Izaskun and his colleagues used two giant radio telescopes in Spain – the 40-meter Yebes antenna and the 30-meter IRAM – to pierce the dusty veil of G+0.693-0.027 and discern some of its subtle cosmic chemistry. Compared to higher-energy light, radio waves pass through giant clouds of gas and dust unscathed – and some of those radio waves come from the molecules made by the clouds themselves. Driven from their dust grain perches by shock waves from nearby supernovae and other effects, these molecules can emit a faint but detectable radio glow as they spin. Each molecule imprints its own barcode-like pattern on this light, and this pattern can be seen when astronomers analyze the light into its constituent colors.
These patterns are “like a strange comb where the positions of the teeth on the comb represent the frequencies at which a molecule diffuses,” explains Nick Indrioloan astronomer studying the interstellar medium at the Space Telescope Science Institute in Baltimore, who was not involved in the study. Finding individual molecules can be complicated because there may be hundreds of other molecules in the molecular cloud that are also sending their signals at the same time.

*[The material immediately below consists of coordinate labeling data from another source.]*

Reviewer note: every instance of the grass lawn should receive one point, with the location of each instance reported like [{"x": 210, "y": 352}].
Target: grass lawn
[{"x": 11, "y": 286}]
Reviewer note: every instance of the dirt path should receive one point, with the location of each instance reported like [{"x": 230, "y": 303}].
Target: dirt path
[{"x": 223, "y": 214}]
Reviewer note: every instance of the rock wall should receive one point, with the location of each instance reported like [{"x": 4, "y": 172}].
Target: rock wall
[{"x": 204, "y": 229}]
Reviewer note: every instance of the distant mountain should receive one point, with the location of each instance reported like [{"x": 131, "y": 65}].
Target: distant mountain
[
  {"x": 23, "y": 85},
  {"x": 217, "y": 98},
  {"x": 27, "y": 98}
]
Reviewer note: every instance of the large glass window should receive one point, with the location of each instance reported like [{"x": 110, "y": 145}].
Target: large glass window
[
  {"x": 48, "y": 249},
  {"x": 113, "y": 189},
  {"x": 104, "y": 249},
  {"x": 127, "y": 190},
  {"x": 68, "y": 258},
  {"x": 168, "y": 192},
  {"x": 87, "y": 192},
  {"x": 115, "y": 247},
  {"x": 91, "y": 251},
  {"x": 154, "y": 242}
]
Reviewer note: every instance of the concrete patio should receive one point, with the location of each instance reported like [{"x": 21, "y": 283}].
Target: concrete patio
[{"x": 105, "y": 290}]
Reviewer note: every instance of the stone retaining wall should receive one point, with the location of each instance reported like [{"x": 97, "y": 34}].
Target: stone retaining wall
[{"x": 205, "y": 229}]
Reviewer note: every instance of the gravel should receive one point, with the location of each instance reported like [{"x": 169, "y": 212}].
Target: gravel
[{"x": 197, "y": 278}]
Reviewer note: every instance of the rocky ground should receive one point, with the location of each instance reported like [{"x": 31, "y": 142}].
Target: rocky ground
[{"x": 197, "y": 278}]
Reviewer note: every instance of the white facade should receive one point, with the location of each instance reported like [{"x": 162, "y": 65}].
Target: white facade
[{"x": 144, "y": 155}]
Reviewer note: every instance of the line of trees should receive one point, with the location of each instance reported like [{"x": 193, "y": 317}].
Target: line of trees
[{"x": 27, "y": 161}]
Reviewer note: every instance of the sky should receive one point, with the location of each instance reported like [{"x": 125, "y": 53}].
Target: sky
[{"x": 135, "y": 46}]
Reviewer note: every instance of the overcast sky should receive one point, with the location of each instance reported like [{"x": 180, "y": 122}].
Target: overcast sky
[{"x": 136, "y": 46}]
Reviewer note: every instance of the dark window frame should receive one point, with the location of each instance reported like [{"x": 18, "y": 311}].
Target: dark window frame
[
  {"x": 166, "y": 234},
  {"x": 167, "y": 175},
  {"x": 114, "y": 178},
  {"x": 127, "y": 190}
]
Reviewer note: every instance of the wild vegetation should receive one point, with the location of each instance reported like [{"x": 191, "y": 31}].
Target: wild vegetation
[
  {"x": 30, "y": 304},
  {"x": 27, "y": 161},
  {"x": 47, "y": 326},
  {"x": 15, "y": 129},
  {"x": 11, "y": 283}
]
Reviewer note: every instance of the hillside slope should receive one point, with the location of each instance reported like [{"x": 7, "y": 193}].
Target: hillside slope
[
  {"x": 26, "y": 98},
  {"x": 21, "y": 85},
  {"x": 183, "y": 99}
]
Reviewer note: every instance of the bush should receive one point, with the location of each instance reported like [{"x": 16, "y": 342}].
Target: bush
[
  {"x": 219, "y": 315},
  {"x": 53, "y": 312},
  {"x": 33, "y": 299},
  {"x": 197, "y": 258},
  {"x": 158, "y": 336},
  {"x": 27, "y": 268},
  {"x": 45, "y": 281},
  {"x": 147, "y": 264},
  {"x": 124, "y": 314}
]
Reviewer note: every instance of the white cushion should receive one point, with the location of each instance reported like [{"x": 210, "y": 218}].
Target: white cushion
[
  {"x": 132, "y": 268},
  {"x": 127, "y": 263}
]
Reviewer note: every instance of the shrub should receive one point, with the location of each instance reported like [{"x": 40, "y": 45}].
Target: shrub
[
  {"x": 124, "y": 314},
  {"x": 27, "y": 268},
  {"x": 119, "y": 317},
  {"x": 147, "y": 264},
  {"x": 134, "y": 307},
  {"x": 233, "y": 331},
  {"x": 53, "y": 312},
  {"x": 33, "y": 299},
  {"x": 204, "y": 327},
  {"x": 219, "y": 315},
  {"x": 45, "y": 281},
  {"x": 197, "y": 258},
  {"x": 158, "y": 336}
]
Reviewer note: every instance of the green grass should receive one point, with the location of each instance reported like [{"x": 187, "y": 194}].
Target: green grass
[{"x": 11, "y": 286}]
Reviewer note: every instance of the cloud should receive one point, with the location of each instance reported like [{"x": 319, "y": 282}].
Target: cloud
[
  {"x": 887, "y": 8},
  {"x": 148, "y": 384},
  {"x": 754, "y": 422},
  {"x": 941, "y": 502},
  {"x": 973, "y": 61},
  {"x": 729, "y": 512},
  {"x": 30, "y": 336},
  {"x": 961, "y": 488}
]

In order to identify a given molecule, scientists must first discover what its unique light pattern is by vaporizing the molecules in a laboratory on Earth. Sugars are “difficult” to measure, Jiménez-Serra explains, because they are syrupy liquids. A recently developed technique stabilized a sugar by mixing it with talc to create a solid which, when vaporized with a laser, gave a diagnostic light pattern.
Armed with this crucial information, Jiménez-Serra and his team scoured their data from G+0.693 to 0.027 in search of sugar. They found abundant evidence of erythrulose, which contains four carbon atoms, but surprisingly little evidence of sugars made from three carbon atoms in the same region, defying the traditional assumption in astrochemistry that these molecules would form by adding one carbon atom at a time. Instead, the team posits that erythrulose could have formed from glycolaldehyde and ethylene glycol, two molecules that were also found in the cloud and which each had a pair of carbon atoms. Researchers are now working on follow-up experiments to look for more complex sugars and test how these delicate molecules respond to ultraviolet light.
“More than 300 molecules have been identified in space,” explains Indriolo. So far, most of them are proving toxic to humans, but as astronomers delve deeper into the hidden hearts of molecular clouds, they are discovering more compounds that are complex precursors to life. It seems that the recipe for biology arises even in one of the most inhospitable places imaginable. “It was only hypothesized that sugars could form in regions of space, which would eventually give rise to new stars and planets,” says Indriolo. “But now we know that sugars can form in these regions.